As of 2020, there are R packages directly dedicated to codebooks that may fit your needs.

  • The codebooks package is a comprehensive package that can generate codebooks (with common attributes plus descriptive statistics) in different formats. It has a website and a paper (Arslan, 2019, How to Automatically Document Data With the codebook Package to Facilitate Data Reuse. The paper has, in Figure 1, also a comparison of different approaches.
    Here is an example.

  • The dataspice package (featured by rOpenSci) is particularly dedicated to generating metadata that can be found by search engines on the web. It has a website.
    Here is an example.

  • The dataMaid package can generate a report containing metadata and descriptive statistics, and it can perform certain checks. It's on CRAN and GitHub, and it has a JSS paper (Petersen & Ekstrøm, 2019, dataMaid: Your Assistant for Documenting Supervised Data Quality Screening in R).
    Here is an example.

  • The memisc package has a lot of functionality for working with survey data and also comes with a codebook function. It has a website.
    Here is an example.

  • There is also a blog post by Marta Kołczyńska with a lightweight function that generates a data frame with metadata (which can be exported, e.g., to an Excel file).
    Here is an example.


How I do this is a little different and markedly less technical. I generally follow the guiding principle that if text is not designed to be meaningful to the computer and only meaningful to humans, then it belongs in comments in the source code.
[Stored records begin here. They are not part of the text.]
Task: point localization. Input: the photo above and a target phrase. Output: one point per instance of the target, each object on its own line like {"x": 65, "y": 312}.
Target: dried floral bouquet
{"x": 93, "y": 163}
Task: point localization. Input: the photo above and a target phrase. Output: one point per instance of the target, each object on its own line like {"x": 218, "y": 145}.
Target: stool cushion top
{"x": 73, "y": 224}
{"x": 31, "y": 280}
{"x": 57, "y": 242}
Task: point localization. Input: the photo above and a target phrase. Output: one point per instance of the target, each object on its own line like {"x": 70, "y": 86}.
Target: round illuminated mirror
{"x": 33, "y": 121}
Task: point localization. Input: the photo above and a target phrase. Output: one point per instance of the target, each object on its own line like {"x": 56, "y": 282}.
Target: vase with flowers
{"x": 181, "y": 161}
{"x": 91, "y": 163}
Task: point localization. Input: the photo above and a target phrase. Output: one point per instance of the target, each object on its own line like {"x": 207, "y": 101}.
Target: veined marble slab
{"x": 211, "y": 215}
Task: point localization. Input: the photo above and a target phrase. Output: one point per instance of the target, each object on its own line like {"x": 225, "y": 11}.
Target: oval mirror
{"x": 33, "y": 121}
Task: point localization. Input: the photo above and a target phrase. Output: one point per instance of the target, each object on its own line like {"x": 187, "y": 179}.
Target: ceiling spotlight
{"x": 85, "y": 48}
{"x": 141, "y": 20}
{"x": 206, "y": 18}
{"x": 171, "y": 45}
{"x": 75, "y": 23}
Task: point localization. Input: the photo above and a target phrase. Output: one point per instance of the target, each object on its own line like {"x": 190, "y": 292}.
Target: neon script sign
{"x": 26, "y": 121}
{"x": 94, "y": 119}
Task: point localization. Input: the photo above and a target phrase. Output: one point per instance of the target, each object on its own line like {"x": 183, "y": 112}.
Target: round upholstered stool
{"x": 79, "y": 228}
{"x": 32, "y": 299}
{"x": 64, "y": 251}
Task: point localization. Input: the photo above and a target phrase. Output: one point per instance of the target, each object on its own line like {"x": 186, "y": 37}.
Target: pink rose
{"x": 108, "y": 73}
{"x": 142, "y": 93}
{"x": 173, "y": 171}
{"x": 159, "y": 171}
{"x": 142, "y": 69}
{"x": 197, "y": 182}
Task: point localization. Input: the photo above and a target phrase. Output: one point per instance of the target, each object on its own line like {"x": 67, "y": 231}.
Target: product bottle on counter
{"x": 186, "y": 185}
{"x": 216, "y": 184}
This may feel rather "low tech" but there are some good reasons to do this:

  • When someone else picks up your code in the future, it is intuitive that the comments are unambiguously intended for them to read. Parameters set in unusual places within data structures may not be obvious to the future user.
  • Keeping track of parameters set inside of abstract objects requires a fair bit of discipline. Creating code comments requires discipline as well, but the absence of the comment is immediately obvious. If descriptions are being carried along as part of the object, glancing at the code does not make this obvious. The code then becomes less "literate" in the "literate programming" sense of the word.
  • Carrying descriptions of the data inside the data object can easily result in descriptions that are incorrect. This can happen if, for example, a column containing a measurement in kg is multiplied by 2.2 to convert the units to pounds. It would be very easy to overlook the need to update the metadata.

Obviously there are some real advantages to carrying metadata along with the objects. And if your workflow makes the above points less germane, then it may make a lot of sense to create a metadata attachment to your data structure. My intent was only to share some reasons why a "lower tech" comment based approach might be considered.